As mentioned, Black workers are more likely to have low wage, essential in-person jobs due to segregation in hiring. These jobs put DC's Black population on the frontlines of the pandemic, exposing them to the greatest risk when we knew the least about the virus.
And with a large percentage of Black residents taking public transportation to get to work, overcrowded bus rides and exposure to shared public surfaces put them at an even greater risk.
Unemployment was just as much of an issue. Just a few months into the crisis, Black unemployment nearly doubled in DC forcing many to skip meals to save up food stamps and/or worry about a looming eviction. As Thrive saw in our community, food insecurity was a major concern for many families who lost their jobs and didn't know what was going to happen next.
Our emergency grocery program grew almost 4,000% in response to the need from families.
Lack of jobs and little opportunity for growth has been a problem for Black DC residents since the start. On top of historical inequality, we saw this past year DC's Black community take the one-two punch of our city's most risky jobs for contracting the virus and largest risk of food insecurity and homelessness through unemployment.
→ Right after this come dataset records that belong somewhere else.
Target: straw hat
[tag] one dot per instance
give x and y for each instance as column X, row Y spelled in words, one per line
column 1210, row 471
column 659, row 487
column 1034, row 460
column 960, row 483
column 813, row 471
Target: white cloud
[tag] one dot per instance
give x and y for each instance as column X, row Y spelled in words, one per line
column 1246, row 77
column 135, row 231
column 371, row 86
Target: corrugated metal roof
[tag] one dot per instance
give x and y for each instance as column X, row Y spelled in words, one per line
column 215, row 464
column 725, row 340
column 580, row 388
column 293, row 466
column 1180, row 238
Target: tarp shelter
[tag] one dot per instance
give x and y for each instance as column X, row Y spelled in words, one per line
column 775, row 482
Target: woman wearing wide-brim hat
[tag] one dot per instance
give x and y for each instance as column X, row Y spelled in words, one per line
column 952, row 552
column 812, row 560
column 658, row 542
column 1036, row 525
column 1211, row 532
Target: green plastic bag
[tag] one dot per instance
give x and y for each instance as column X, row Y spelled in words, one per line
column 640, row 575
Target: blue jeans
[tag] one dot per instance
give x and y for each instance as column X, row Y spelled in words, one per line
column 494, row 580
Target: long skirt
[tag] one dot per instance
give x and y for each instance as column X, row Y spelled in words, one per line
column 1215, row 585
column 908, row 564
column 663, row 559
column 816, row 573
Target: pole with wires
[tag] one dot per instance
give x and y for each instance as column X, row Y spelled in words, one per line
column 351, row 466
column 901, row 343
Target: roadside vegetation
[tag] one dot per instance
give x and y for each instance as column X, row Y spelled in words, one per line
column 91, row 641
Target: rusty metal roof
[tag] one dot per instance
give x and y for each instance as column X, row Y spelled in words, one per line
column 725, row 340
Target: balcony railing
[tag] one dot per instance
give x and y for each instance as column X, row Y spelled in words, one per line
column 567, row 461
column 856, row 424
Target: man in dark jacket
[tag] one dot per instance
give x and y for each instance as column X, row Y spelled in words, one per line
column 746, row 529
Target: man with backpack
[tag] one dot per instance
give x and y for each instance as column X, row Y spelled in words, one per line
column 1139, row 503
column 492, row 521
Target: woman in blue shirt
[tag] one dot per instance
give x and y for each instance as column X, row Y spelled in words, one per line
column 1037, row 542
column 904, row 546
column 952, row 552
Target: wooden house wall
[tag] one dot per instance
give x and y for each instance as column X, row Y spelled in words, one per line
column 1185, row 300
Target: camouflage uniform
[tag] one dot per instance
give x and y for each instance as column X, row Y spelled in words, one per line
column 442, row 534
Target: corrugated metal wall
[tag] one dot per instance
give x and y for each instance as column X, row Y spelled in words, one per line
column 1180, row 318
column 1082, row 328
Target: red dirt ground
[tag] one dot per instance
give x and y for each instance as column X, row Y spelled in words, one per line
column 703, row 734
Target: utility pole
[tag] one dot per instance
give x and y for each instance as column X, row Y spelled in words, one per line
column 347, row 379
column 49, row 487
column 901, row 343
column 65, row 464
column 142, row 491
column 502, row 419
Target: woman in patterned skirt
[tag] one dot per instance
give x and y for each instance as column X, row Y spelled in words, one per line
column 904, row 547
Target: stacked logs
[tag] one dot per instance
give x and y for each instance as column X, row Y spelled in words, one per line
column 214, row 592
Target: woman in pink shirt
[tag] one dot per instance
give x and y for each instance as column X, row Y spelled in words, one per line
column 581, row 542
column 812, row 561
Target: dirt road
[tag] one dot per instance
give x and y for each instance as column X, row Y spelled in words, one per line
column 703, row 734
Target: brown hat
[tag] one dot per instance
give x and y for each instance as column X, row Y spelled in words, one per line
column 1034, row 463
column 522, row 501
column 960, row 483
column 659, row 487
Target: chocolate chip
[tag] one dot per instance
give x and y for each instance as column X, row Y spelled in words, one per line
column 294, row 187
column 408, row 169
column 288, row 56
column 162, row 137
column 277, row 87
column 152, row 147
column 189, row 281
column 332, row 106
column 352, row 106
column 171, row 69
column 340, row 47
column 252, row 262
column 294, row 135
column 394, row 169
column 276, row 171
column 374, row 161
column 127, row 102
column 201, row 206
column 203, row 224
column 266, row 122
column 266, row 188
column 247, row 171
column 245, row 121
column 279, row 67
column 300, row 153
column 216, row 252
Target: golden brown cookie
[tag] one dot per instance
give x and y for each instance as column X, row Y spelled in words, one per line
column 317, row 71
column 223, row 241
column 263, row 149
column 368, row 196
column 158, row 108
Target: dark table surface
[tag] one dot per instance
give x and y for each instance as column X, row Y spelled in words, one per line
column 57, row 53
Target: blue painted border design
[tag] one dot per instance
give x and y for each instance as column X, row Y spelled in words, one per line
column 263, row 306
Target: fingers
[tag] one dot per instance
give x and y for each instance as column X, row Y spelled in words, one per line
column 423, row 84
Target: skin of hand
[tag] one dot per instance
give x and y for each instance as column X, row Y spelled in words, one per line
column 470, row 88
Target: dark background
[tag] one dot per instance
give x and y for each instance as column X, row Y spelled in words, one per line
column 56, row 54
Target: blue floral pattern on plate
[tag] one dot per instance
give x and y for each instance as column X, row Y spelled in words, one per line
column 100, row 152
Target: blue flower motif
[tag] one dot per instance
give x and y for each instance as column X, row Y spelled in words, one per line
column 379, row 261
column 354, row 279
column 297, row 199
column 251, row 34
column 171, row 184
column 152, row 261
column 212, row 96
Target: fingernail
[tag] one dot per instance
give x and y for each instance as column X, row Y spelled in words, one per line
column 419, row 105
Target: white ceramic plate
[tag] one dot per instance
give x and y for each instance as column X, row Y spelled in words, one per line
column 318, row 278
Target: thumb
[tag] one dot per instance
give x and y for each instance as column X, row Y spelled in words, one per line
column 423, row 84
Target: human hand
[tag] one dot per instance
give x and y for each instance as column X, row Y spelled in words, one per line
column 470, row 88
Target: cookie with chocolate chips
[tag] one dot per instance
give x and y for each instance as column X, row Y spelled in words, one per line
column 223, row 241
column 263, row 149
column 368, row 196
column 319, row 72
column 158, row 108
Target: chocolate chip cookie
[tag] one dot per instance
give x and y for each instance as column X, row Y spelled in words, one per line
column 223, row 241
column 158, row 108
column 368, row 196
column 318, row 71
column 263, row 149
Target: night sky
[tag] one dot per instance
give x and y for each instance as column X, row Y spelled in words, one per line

As we come out of the pandemic, we must - as a community and a city - enshrine equity in our response.
The DC Fiscal Policy Institute has laid out solutions for closing the gap between Black and white workers. However, these won't happen on their own - to rectify the wrongs of our city's past, decisions that policymakers make must be intentional, prioritizing those residents who have been disproportionately affected.
These are not one-time fixes, but part of a larger pattern towards justice in our city.
We must create equity in the workplace, ensuring that racism has no place in the hiring process and prioritizing more Black workers in all occupations and fields.
Existing wage and worker protection laws must be enforced and stronger protections adopted.
We must destigmatize returning citizens, and set up more networks and opportunities for those coming back from incarceration. Our city has an unequal history. The pandemic only clarified the extent of inequality between white residents and communities of color, making something that has been obvious to many, understood by all. Now, with a common understanding, we must do something about it.